A Mercearia Mundo Azul
Socorro Guterres
Sim, modifiquei um pouco a denominação deste paraíso da minha infância, mas quem viveu na capital maranhense logo irá lembrar o nome original. Mas prefiro chamá- la assim, posto que na época, no meu mundo azul, a mercearia presentificava alegrias diárias. Localizada na rua em que eu morava, entre meus 6 e 11 anos, era o shopping que ainda nem sonhávamos um dia ter.
Tomava quase toda a esquina ( já movimentada, tantas décadas atrás), com uma placa imensa em que ostentava no logotipo o globo terrestre, azul, como os meus dias de criança na casa de dois pavimentos, estreita e comprida, como um castelinho encantado por onde eu chegava, subindo muitos degraus, à janela grande com vista para a mercearia. Mais mágica ainda era a caderneta que mamãe possuía e permitia o crédito para as compras nesse lugar de sonhos. Eu achava tão fácil: escolher e anotar na cadernetinha.

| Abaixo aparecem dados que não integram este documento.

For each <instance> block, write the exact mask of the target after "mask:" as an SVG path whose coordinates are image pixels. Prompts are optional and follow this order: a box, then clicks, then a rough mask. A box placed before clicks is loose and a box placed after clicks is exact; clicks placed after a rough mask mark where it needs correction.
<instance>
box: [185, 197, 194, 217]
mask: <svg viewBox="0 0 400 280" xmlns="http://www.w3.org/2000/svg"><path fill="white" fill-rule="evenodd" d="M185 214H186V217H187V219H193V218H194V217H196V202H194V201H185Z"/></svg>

Não conhecia, praticamente, o dinheiro; era como os cartões bancários atuais, ou mais modernamente, o pix. Um registro, a assinatura ( nossa senha) e o mundo em compras disponível. Lembro: eram os meus anos queridos, que o tempo não dispõem mais. Minhas riquezas ali, além de todo sortimento para a despensa da casa, se resumia nos doces, nas balas de caramelo, nos pirulitos coloridos, na goiabada caseira com que preenchia o pão da merenda escolar, e um um outro brinquedo, nas datas propícias, como as bonecas de papel que traziam muitas roupinhas para recortar. Então, nas nossas próprias sacolas, carregavámos para casa um pouco desse mundo para abastecer nosso imaginado palacete, na rua da minha meninice.
A felicidade e o riso fácil somente algumas vezes foram interrompidos, quando, por exemplo, na esquina oposta ao Mundo Azul, houve um crime bárbaro, numa loja de ferragens, em que um sócio matou o outro por motivos sórdidos. Assim, quase ao lado da nossa casa, a morte adentrava e dava-se a conhecer. Eu nem sabia dela ainda, era algo tão distante, como os países desenhados no mapa-múndi da marca do mercadinho, então gigante, que adoçava meus dias.
O mundo em duas esquinas: soturno e azul; a vida descortinando verdades e a infância passando ligeira. Do alto do castelinho dos meus oito anos, a visão aclarada em realidades. Então, guardei os sonhos, em grandes potes de vidro, como na Mercearia Mundo Azul, e fui retirando- os, pouco a pouco, registrando na caderneta todo o crédito na vida.